Understanding Routing-Induced Censorship Changes Globally

Internet censorship is pervasive, with significant effort dedicated to understanding what is censored, and where. Prior censorship work however have identified significant inconsistencies in their results; experiments show unexplained non-determinism thought to be caused by censor load, end-host geographic diversity, or incomplete censorship -- inconsistencies which impede reliable, repeatable and correct understanding of global censorship.

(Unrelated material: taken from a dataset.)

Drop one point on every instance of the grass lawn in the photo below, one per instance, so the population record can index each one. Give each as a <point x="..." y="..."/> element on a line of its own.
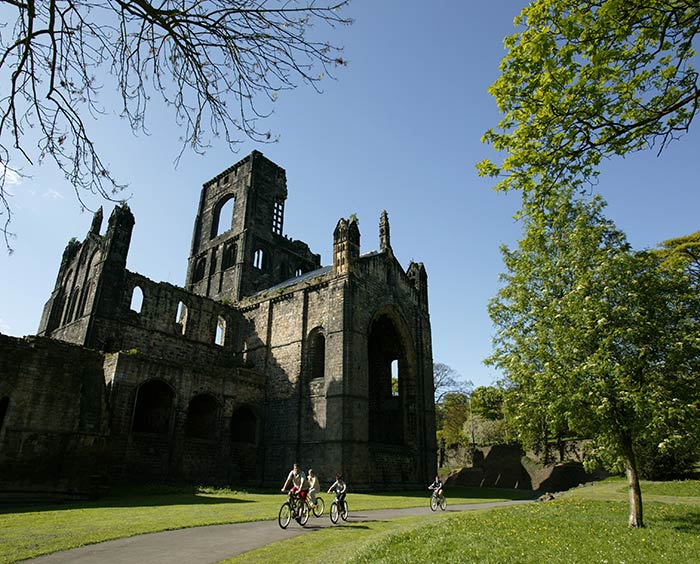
<point x="586" y="525"/>
<point x="30" y="531"/>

In this work we investigate the extent to which Equal-cost Multi-path (ECMP) routing is the cause for these inconsistencies, developing methods to measure and compensate for them. We find ECMP routing significantly changes observed censorship across protocols, censor mechanisms, and in 17 countries. We identify that previously observed non-determinism or regional variations are attributable to measurements between fixed end-hosts taking different routes based on Flow-ID; i.e., choice of intra-subnet source IP or ephemeral source port leads to differences in observed censorship. To achieve this we develop new route-stable censorship measurement methods that allow consistent measurement of DNS, HTTP, and HTTPS censorship. We find ECMP routing yields censorship changes across 42% of IPs and 51% of ASes, but that impact is not uniform. We identify numerous causes of the behavior, ranging from likely failed infrastructure, to routes to the same end-host taking geographically diverse paths which experience differences in censorship en-route. Finally, we explore our results in the context of prior global measurement studies, exploring first the applicability of our findings to prior observed variations, and then demonstrating how specific experiments from two studies could be impacted by, and specific results are explainable by, ECMP routing. Our work points to methods for improving future studies, reducing inconsistencies and increasing repeatability.

翻译：互联网审查普遍存在，大量研究工作致力于理解审查内容及其地域分布。然而，先前的审查研究已发现其研究结果存在显著的不一致性；实验显示出无法解释的非确定性，这被认为是由审查负载、终端主机地理分布差异或不完全审查所导致——这些不一致性阻碍了对全球审查进行可靠、可重复且准确的理解。在本研究中，我们探究了等价多路径（ECMP）路由在多大程度上是导致这些不一致性的原因，并开发了测量及补偿这些影响的方法。我们发现ECMP路由显著改变了跨协议、跨审查机制以及在17个国家观察到的审查情况。我们确认先前观察到的非确定性或区域差异可归因于固定终端主机之间的测量基于流标识（Flow-ID）选择了不同路由；即，子网内源IP地址或临时源端口的选择会导致观察到的审查差异。为此，我们开发了新的路由稳定审查测量方法，能够对DNS、HTTP和HTTPS审查进行一致性测量。我们发现ECMP路由导致42%的IP地址和51%的自治系统（AS）出现审查变化，但其影响并不均匀。我们识别了该行为的多种成因，包括可能的基础设施故障，以及通往同一终端主机的路由选择了地理分布不同的路径，这些路径在途中经历了不同的审查。最后，我们在先前全球测量研究的背景下探讨了我们的结果：首先分析了我们的发现对先前观察到的变异的适用性，随后通过两个具体研究中的实验案例，展示了ECMP路由如何可能影响特定实验，以及特定结果如何可通过ECMP路由得到解释。我们的研究为改进未来研究、减少不一致性并提高可重复性指明了方法。